Jorge Anchén

Personal information
- Full name: Jorge Luis Anchén Cajiga
- Date of birth: 17 August 1980 (age 44)
- Place of birth: Montevideo, Uruguay
- Height: 1.76 m (5 ft 9+1⁄2 in)
- Position(s): Right Winger, Right Back

Senior career*
- Years: Team / Apps / (Gls)
- 1999–2006: Danubio FC / 154 / (5)
- 2005–2006: → Argentinos Juniors (loan) / 18 / (0)
- 2006–2008: CA Bella Vista / 14 / (0)
- 2008: AIK / 15 / (3)
- 2009: San Martín de Tucumán / 12 / (0)
- 2010–2011: Deportivo Pasto / 10 / (1)
- 2013–2015: Rampla Juniors / 29 / (0)

International career
- 2001–2002: Uruguay / 6 / (0)

= Jorge Anchén =

Uruguayan footballer (born 1980)

Jorge Luis Anchén Cajiga (/es/; born 17 August 1980) is a Uruguayan former football midfielder who played in Argentina, Colombia, Sweden and Uruguay.

==Career==
Born in Montevideo, Anchén started his professional career in 1999 with Danubio FC. After a loan spell with Argentinos Juniors in 2005-2006 he returned to Uruguay to join Bella Vista.

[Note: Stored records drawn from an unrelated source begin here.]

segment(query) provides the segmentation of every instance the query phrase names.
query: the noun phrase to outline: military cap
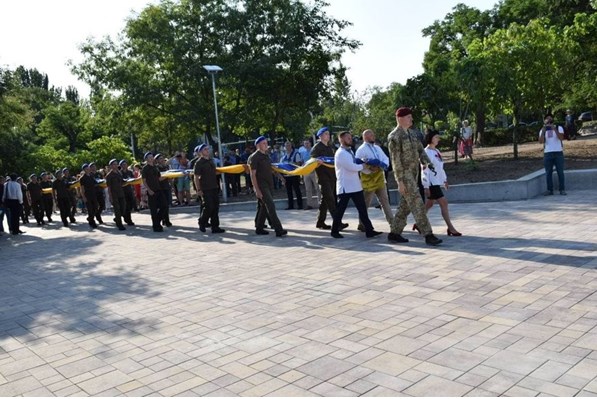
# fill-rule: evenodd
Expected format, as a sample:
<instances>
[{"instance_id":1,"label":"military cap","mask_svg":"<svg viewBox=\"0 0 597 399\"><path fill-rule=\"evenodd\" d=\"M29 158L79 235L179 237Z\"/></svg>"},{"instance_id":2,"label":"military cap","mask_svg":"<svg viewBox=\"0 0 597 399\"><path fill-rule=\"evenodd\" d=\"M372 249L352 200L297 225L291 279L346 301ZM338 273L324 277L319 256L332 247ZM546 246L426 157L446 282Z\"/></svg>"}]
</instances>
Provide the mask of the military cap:
<instances>
[{"instance_id":1,"label":"military cap","mask_svg":"<svg viewBox=\"0 0 597 399\"><path fill-rule=\"evenodd\" d=\"M400 107L396 110L396 116L403 117L407 115L412 115L413 111L408 107Z\"/></svg>"},{"instance_id":2,"label":"military cap","mask_svg":"<svg viewBox=\"0 0 597 399\"><path fill-rule=\"evenodd\" d=\"M327 126L322 127L321 129L319 129L317 131L317 137L321 137L322 134L324 134L325 132L329 132L330 129Z\"/></svg>"},{"instance_id":3,"label":"military cap","mask_svg":"<svg viewBox=\"0 0 597 399\"><path fill-rule=\"evenodd\" d=\"M255 139L255 145L261 143L263 140L267 140L265 136L259 136Z\"/></svg>"}]
</instances>

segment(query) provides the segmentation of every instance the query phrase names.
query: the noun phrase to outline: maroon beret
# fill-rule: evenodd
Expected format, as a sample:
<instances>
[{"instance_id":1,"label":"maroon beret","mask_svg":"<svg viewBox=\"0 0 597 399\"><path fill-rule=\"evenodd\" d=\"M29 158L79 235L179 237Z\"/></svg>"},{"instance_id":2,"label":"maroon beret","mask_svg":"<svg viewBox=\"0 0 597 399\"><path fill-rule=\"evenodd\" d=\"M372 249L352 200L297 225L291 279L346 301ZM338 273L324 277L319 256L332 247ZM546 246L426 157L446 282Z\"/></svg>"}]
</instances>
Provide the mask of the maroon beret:
<instances>
[{"instance_id":1,"label":"maroon beret","mask_svg":"<svg viewBox=\"0 0 597 399\"><path fill-rule=\"evenodd\" d=\"M402 117L406 115L411 115L413 111L408 107L400 107L396 110L396 116Z\"/></svg>"}]
</instances>

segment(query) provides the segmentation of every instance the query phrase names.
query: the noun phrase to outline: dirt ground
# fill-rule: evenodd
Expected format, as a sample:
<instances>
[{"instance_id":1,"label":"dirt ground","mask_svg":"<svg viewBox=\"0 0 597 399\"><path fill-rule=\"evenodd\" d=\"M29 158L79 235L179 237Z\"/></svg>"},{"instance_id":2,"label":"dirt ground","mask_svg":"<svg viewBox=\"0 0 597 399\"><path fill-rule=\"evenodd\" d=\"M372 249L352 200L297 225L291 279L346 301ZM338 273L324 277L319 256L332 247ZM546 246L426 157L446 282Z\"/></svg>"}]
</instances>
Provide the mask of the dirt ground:
<instances>
[{"instance_id":1,"label":"dirt ground","mask_svg":"<svg viewBox=\"0 0 597 399\"><path fill-rule=\"evenodd\" d=\"M442 153L450 184L518 179L543 169L543 146L538 142L518 146L514 159L512 145L474 148L473 159L454 162L454 152ZM597 168L597 135L564 141L565 169Z\"/></svg>"}]
</instances>

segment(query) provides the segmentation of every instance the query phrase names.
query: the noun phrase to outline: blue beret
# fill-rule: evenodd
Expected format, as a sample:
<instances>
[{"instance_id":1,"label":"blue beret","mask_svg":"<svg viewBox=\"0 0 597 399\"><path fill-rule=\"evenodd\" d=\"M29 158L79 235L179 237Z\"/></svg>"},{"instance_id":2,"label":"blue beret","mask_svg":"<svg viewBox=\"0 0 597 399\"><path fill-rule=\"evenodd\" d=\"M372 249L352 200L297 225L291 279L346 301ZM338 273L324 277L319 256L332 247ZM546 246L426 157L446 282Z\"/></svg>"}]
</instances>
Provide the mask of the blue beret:
<instances>
[{"instance_id":1,"label":"blue beret","mask_svg":"<svg viewBox=\"0 0 597 399\"><path fill-rule=\"evenodd\" d=\"M157 154L155 154L155 155L154 155L154 158L155 158L155 159L158 159L158 158L160 158L160 157L162 157L162 156L163 156L163 155L162 155L162 154L160 154L160 153L158 152Z\"/></svg>"},{"instance_id":2,"label":"blue beret","mask_svg":"<svg viewBox=\"0 0 597 399\"><path fill-rule=\"evenodd\" d=\"M201 144L201 145L198 145L198 146L196 147L196 150L197 150L197 152L201 152L201 151L203 151L205 148L207 148L207 144Z\"/></svg>"},{"instance_id":3,"label":"blue beret","mask_svg":"<svg viewBox=\"0 0 597 399\"><path fill-rule=\"evenodd\" d=\"M61 175L62 174L62 169L58 169L54 174L55 175Z\"/></svg>"},{"instance_id":4,"label":"blue beret","mask_svg":"<svg viewBox=\"0 0 597 399\"><path fill-rule=\"evenodd\" d=\"M327 126L324 126L317 131L317 137L321 137L322 134L324 134L325 132L329 132L329 131L330 131L330 129L328 129Z\"/></svg>"},{"instance_id":5,"label":"blue beret","mask_svg":"<svg viewBox=\"0 0 597 399\"><path fill-rule=\"evenodd\" d=\"M62 173L68 172L68 168L62 168Z\"/></svg>"},{"instance_id":6,"label":"blue beret","mask_svg":"<svg viewBox=\"0 0 597 399\"><path fill-rule=\"evenodd\" d=\"M31 176L29 176L29 179L33 179L34 177L37 177L37 176L35 176L35 173L32 173Z\"/></svg>"},{"instance_id":7,"label":"blue beret","mask_svg":"<svg viewBox=\"0 0 597 399\"><path fill-rule=\"evenodd\" d=\"M118 163L118 160L116 158L112 158L110 159L110 162L108 162L108 165L112 165L113 163Z\"/></svg>"},{"instance_id":8,"label":"blue beret","mask_svg":"<svg viewBox=\"0 0 597 399\"><path fill-rule=\"evenodd\" d=\"M41 174L39 175L39 177L44 177L45 175L47 175L46 172L41 172Z\"/></svg>"},{"instance_id":9,"label":"blue beret","mask_svg":"<svg viewBox=\"0 0 597 399\"><path fill-rule=\"evenodd\" d=\"M95 162L91 162L91 163L89 164L89 167L92 167L92 166L95 166Z\"/></svg>"},{"instance_id":10,"label":"blue beret","mask_svg":"<svg viewBox=\"0 0 597 399\"><path fill-rule=\"evenodd\" d=\"M118 162L118 165L122 166L123 163L127 163L126 159L121 159L120 162Z\"/></svg>"},{"instance_id":11,"label":"blue beret","mask_svg":"<svg viewBox=\"0 0 597 399\"><path fill-rule=\"evenodd\" d=\"M267 140L265 136L259 136L255 139L255 145L261 143L263 140Z\"/></svg>"},{"instance_id":12,"label":"blue beret","mask_svg":"<svg viewBox=\"0 0 597 399\"><path fill-rule=\"evenodd\" d=\"M153 155L153 152L147 151L145 155L143 155L143 159L147 159L148 156Z\"/></svg>"},{"instance_id":13,"label":"blue beret","mask_svg":"<svg viewBox=\"0 0 597 399\"><path fill-rule=\"evenodd\" d=\"M88 163L84 163L83 165L81 165L81 169L87 169L89 167Z\"/></svg>"}]
</instances>

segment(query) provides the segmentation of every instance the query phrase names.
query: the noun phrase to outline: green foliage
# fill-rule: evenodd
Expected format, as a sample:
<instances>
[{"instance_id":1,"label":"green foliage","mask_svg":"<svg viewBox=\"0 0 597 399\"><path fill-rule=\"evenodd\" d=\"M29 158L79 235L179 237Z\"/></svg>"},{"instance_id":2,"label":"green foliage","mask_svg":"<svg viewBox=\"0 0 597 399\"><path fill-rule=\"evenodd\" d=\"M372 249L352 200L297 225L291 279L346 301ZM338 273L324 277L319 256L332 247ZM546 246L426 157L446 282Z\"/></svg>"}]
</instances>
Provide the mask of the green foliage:
<instances>
[{"instance_id":1,"label":"green foliage","mask_svg":"<svg viewBox=\"0 0 597 399\"><path fill-rule=\"evenodd\" d=\"M162 1L128 21L122 42L88 41L73 70L92 85L122 93L142 123L145 145L181 148L215 136L212 85L202 66L218 64L222 136L260 132L301 137L309 110L344 76L340 55L358 42L338 32L325 3L297 0ZM156 122L157 120L157 122Z\"/></svg>"}]
</instances>

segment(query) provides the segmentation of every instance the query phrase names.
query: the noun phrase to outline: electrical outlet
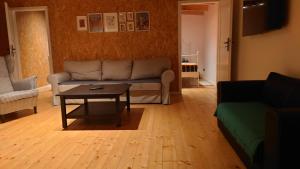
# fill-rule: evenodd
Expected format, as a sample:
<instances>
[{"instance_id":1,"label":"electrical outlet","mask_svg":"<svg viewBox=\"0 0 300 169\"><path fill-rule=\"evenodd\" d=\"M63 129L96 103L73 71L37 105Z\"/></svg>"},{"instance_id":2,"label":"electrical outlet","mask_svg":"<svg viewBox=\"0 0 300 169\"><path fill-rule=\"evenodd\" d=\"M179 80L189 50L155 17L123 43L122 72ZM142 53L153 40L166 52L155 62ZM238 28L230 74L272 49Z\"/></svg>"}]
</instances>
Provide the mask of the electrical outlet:
<instances>
[{"instance_id":1,"label":"electrical outlet","mask_svg":"<svg viewBox=\"0 0 300 169\"><path fill-rule=\"evenodd\" d=\"M203 72L205 72L205 68L203 68L202 70L203 70Z\"/></svg>"}]
</instances>

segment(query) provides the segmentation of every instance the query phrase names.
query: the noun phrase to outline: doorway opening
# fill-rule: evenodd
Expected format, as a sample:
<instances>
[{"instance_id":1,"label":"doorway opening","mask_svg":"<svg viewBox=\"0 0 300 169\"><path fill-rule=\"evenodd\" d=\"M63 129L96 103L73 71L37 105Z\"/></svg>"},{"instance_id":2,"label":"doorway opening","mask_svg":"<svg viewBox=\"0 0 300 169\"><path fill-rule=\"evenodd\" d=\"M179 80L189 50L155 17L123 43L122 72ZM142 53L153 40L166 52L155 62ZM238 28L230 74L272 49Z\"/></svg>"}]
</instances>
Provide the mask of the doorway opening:
<instances>
[{"instance_id":1,"label":"doorway opening","mask_svg":"<svg viewBox=\"0 0 300 169\"><path fill-rule=\"evenodd\" d=\"M49 89L52 70L47 7L9 8L6 3L10 48L14 55L14 77L37 76L37 87Z\"/></svg>"},{"instance_id":2,"label":"doorway opening","mask_svg":"<svg viewBox=\"0 0 300 169\"><path fill-rule=\"evenodd\" d=\"M218 2L181 4L182 87L217 83Z\"/></svg>"},{"instance_id":3,"label":"doorway opening","mask_svg":"<svg viewBox=\"0 0 300 169\"><path fill-rule=\"evenodd\" d=\"M178 11L180 91L231 80L233 0L182 0Z\"/></svg>"}]
</instances>

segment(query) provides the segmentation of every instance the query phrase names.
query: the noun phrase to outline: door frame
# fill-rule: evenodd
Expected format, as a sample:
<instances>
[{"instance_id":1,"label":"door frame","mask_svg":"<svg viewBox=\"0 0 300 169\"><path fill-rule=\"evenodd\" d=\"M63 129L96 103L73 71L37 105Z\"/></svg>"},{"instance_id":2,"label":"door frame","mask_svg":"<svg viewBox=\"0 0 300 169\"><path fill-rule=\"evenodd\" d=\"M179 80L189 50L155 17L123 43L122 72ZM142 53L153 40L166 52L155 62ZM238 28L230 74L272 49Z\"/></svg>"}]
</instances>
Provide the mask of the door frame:
<instances>
[{"instance_id":1,"label":"door frame","mask_svg":"<svg viewBox=\"0 0 300 169\"><path fill-rule=\"evenodd\" d=\"M45 13L45 20L46 20L46 29L47 29L47 36L48 36L48 49L49 49L49 71L50 74L53 73L53 59L52 59L52 47L51 47L51 36L50 36L50 26L49 26L49 15L48 15L48 7L47 6L36 6L36 7L12 7L11 14L12 14L12 26L13 26L13 34L15 36L15 46L16 46L16 61L17 61L17 71L19 73L20 79L22 79L22 65L21 65L21 58L20 58L20 43L19 43L19 36L18 36L18 29L17 29L17 20L16 20L16 13L17 12L44 12Z\"/></svg>"},{"instance_id":2,"label":"door frame","mask_svg":"<svg viewBox=\"0 0 300 169\"><path fill-rule=\"evenodd\" d=\"M182 48L182 38L181 38L181 5L182 4L188 4L188 3L206 3L206 2L214 2L214 3L219 3L221 0L180 0L178 1L178 78L179 78L179 92L182 93L182 69L181 69L181 48ZM232 7L233 8L233 7ZM220 11L220 6L219 6L219 11ZM230 23L232 24L232 23ZM221 28L220 28L220 12L218 13L218 39L217 39L217 62L216 62L216 79L217 82L219 81L219 60L220 60L220 40L221 40ZM230 63L231 63L231 58L230 58ZM231 65L231 64L230 64Z\"/></svg>"}]
</instances>

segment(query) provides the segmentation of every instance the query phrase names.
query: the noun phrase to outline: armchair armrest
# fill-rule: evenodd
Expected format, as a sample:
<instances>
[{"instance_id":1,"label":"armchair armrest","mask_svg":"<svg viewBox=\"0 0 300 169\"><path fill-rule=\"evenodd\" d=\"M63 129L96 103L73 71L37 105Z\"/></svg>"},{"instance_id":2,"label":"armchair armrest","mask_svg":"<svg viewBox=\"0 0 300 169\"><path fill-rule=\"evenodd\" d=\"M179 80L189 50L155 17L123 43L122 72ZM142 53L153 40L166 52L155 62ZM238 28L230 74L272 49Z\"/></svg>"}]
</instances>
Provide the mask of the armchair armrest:
<instances>
[{"instance_id":1,"label":"armchair armrest","mask_svg":"<svg viewBox=\"0 0 300 169\"><path fill-rule=\"evenodd\" d=\"M265 80L223 81L217 84L218 104L261 101Z\"/></svg>"},{"instance_id":2,"label":"armchair armrest","mask_svg":"<svg viewBox=\"0 0 300 169\"><path fill-rule=\"evenodd\" d=\"M36 89L37 87L36 80L37 80L36 76L31 76L23 80L13 81L12 85L15 91L32 90L32 89Z\"/></svg>"},{"instance_id":3,"label":"armchair armrest","mask_svg":"<svg viewBox=\"0 0 300 169\"><path fill-rule=\"evenodd\" d=\"M173 70L169 69L161 74L161 84L162 84L162 104L170 104L170 83L175 79L175 74Z\"/></svg>"},{"instance_id":4,"label":"armchair armrest","mask_svg":"<svg viewBox=\"0 0 300 169\"><path fill-rule=\"evenodd\" d=\"M300 108L271 108L266 114L266 169L299 168Z\"/></svg>"}]
</instances>

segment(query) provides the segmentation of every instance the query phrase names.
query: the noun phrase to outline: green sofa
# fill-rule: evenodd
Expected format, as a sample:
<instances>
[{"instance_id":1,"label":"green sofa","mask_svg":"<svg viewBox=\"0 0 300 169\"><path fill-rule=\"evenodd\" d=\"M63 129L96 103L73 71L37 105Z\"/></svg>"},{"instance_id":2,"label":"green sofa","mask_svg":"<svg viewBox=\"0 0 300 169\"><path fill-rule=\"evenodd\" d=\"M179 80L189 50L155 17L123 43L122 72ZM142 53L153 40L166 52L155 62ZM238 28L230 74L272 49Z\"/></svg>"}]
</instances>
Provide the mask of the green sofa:
<instances>
[{"instance_id":1,"label":"green sofa","mask_svg":"<svg viewBox=\"0 0 300 169\"><path fill-rule=\"evenodd\" d=\"M289 153L300 147L299 79L272 72L267 80L219 82L215 115L248 169L300 168Z\"/></svg>"}]
</instances>

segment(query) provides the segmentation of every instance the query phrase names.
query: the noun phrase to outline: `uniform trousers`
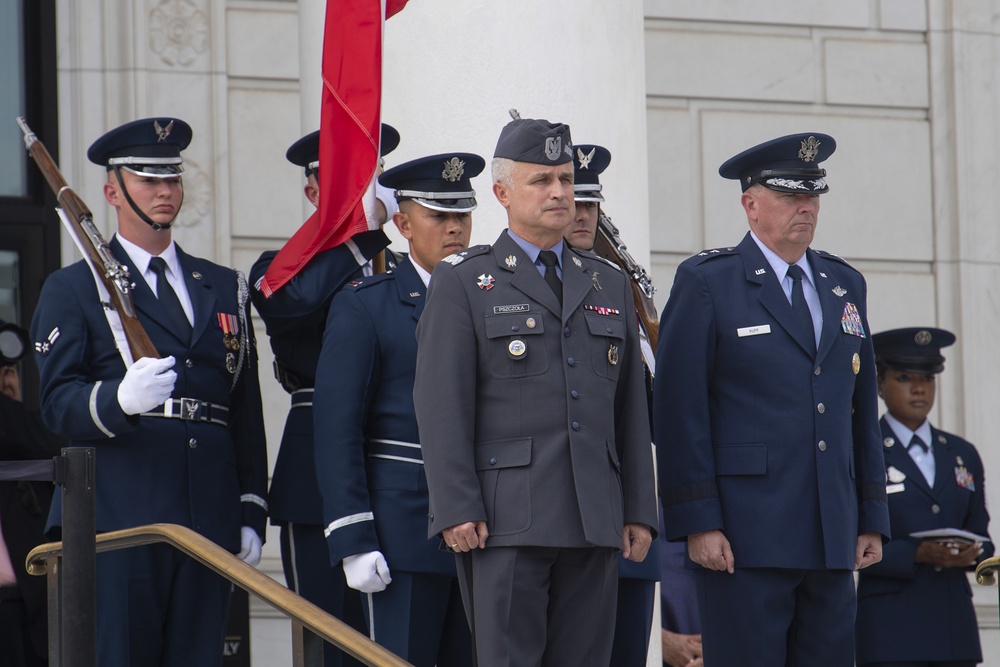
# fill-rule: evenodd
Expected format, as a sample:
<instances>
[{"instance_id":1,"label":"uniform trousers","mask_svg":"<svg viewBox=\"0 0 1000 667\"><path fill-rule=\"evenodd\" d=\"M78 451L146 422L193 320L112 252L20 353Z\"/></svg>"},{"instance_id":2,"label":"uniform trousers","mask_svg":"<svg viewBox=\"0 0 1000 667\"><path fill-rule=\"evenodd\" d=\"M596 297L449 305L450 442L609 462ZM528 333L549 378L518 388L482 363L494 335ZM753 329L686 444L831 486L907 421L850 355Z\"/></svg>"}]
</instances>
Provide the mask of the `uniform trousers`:
<instances>
[{"instance_id":1,"label":"uniform trousers","mask_svg":"<svg viewBox=\"0 0 1000 667\"><path fill-rule=\"evenodd\" d=\"M487 547L458 554L477 666L608 667L618 553Z\"/></svg>"},{"instance_id":2,"label":"uniform trousers","mask_svg":"<svg viewBox=\"0 0 1000 667\"><path fill-rule=\"evenodd\" d=\"M611 648L611 667L645 667L653 626L656 582L618 579L618 616Z\"/></svg>"},{"instance_id":3,"label":"uniform trousers","mask_svg":"<svg viewBox=\"0 0 1000 667\"><path fill-rule=\"evenodd\" d=\"M976 667L978 664L975 660L944 660L935 662L921 660L917 662L866 662L858 667Z\"/></svg>"},{"instance_id":4,"label":"uniform trousers","mask_svg":"<svg viewBox=\"0 0 1000 667\"><path fill-rule=\"evenodd\" d=\"M97 554L97 664L219 667L231 591L166 544Z\"/></svg>"},{"instance_id":5,"label":"uniform trousers","mask_svg":"<svg viewBox=\"0 0 1000 667\"><path fill-rule=\"evenodd\" d=\"M455 577L392 572L363 596L369 637L416 667L470 667L472 638Z\"/></svg>"},{"instance_id":6,"label":"uniform trousers","mask_svg":"<svg viewBox=\"0 0 1000 667\"><path fill-rule=\"evenodd\" d=\"M368 634L361 593L347 586L343 567L330 564L323 527L282 524L280 542L285 585L361 634ZM361 664L337 647L323 644L323 667Z\"/></svg>"},{"instance_id":7,"label":"uniform trousers","mask_svg":"<svg viewBox=\"0 0 1000 667\"><path fill-rule=\"evenodd\" d=\"M695 571L705 664L853 667L850 570Z\"/></svg>"}]
</instances>

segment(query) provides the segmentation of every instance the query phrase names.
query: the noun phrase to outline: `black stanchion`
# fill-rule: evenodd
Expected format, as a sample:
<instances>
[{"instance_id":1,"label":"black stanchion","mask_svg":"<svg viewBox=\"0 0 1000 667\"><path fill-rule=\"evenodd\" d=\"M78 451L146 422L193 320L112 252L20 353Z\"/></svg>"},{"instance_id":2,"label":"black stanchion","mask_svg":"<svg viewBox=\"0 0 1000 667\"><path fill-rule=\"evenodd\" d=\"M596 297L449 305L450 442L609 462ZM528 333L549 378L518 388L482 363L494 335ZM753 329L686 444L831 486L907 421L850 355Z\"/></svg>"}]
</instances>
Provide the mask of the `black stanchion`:
<instances>
[{"instance_id":1,"label":"black stanchion","mask_svg":"<svg viewBox=\"0 0 1000 667\"><path fill-rule=\"evenodd\" d=\"M94 449L67 447L63 480L61 655L97 667L97 519Z\"/></svg>"}]
</instances>

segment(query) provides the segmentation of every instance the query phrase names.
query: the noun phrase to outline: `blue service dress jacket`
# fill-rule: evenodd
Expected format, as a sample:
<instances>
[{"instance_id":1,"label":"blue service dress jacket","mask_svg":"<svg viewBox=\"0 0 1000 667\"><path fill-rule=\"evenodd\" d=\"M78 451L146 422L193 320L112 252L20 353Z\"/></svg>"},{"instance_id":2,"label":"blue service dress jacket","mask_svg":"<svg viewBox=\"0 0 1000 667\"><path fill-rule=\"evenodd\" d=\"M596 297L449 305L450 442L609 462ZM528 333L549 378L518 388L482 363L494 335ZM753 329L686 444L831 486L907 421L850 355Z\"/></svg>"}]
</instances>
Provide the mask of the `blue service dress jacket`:
<instances>
[{"instance_id":1,"label":"blue service dress jacket","mask_svg":"<svg viewBox=\"0 0 1000 667\"><path fill-rule=\"evenodd\" d=\"M506 230L434 269L414 385L430 535L486 521L487 548L620 549L625 524L656 534L628 278L568 244L561 264L561 306Z\"/></svg>"},{"instance_id":2,"label":"blue service dress jacket","mask_svg":"<svg viewBox=\"0 0 1000 667\"><path fill-rule=\"evenodd\" d=\"M351 240L365 261L389 245L389 237L381 229L356 234ZM265 298L259 289L260 281L277 254L269 250L254 262L250 269L250 298L264 321L283 376L291 380L292 384L286 380L286 390L311 389L316 381L330 301L352 276L361 275L361 265L348 244L330 248ZM386 251L387 266L391 259ZM290 410L285 421L269 490L272 523L323 525L314 465L312 410L304 404Z\"/></svg>"},{"instance_id":3,"label":"blue service dress jacket","mask_svg":"<svg viewBox=\"0 0 1000 667\"><path fill-rule=\"evenodd\" d=\"M979 628L968 572L916 563L920 540L910 533L960 528L989 536L983 463L976 448L931 427L934 485L883 418L886 490L892 542L882 562L858 578L858 664L903 661L980 662ZM890 444L891 443L891 444ZM993 555L983 543L980 561Z\"/></svg>"},{"instance_id":4,"label":"blue service dress jacket","mask_svg":"<svg viewBox=\"0 0 1000 667\"><path fill-rule=\"evenodd\" d=\"M427 539L413 376L426 288L403 256L333 299L316 374L316 476L330 561L381 551L392 571L455 575Z\"/></svg>"},{"instance_id":5,"label":"blue service dress jacket","mask_svg":"<svg viewBox=\"0 0 1000 667\"><path fill-rule=\"evenodd\" d=\"M865 281L807 256L818 350L749 233L684 261L660 321L667 537L722 530L737 567L852 570L860 534L889 534Z\"/></svg>"},{"instance_id":6,"label":"blue service dress jacket","mask_svg":"<svg viewBox=\"0 0 1000 667\"><path fill-rule=\"evenodd\" d=\"M120 262L134 266L117 238L110 246ZM263 539L267 517L267 453L250 304L235 271L180 247L177 255L194 311L190 343L174 332L156 295L137 275L132 276L135 309L160 355L176 359L173 398L228 408L228 414L210 413L226 425L122 411L117 394L125 364L85 261L46 279L31 323L42 415L71 446L96 450L98 531L175 523L236 552L240 526L250 526ZM227 337L224 327L234 325L235 337ZM50 527L62 524L61 496L57 487Z\"/></svg>"}]
</instances>

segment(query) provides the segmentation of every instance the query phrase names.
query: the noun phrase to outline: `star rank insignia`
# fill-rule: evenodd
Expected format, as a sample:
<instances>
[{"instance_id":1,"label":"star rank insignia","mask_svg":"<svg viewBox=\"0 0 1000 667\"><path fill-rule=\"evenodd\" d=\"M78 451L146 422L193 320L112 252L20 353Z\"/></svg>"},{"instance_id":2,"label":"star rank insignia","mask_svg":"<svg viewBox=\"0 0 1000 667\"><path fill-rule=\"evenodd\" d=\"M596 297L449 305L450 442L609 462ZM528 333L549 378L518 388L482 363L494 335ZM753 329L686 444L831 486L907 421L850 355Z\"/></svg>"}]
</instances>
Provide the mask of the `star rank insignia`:
<instances>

At the beginning of 2008 he moved to Sweden to join AIK from Bella Vista after one year with AIK he joined San Martín de Tucumán of Argentina.

Afterwards Anchén played for Deportivo Pasto in Colombia.

==International==
He has been capped 6 times for Uruguay, six times on senior level. Anchén represented his country in the 1999 FIFA World Youth Championship and in 2001 he was selected to play for Uruguay in the Copa América 2001.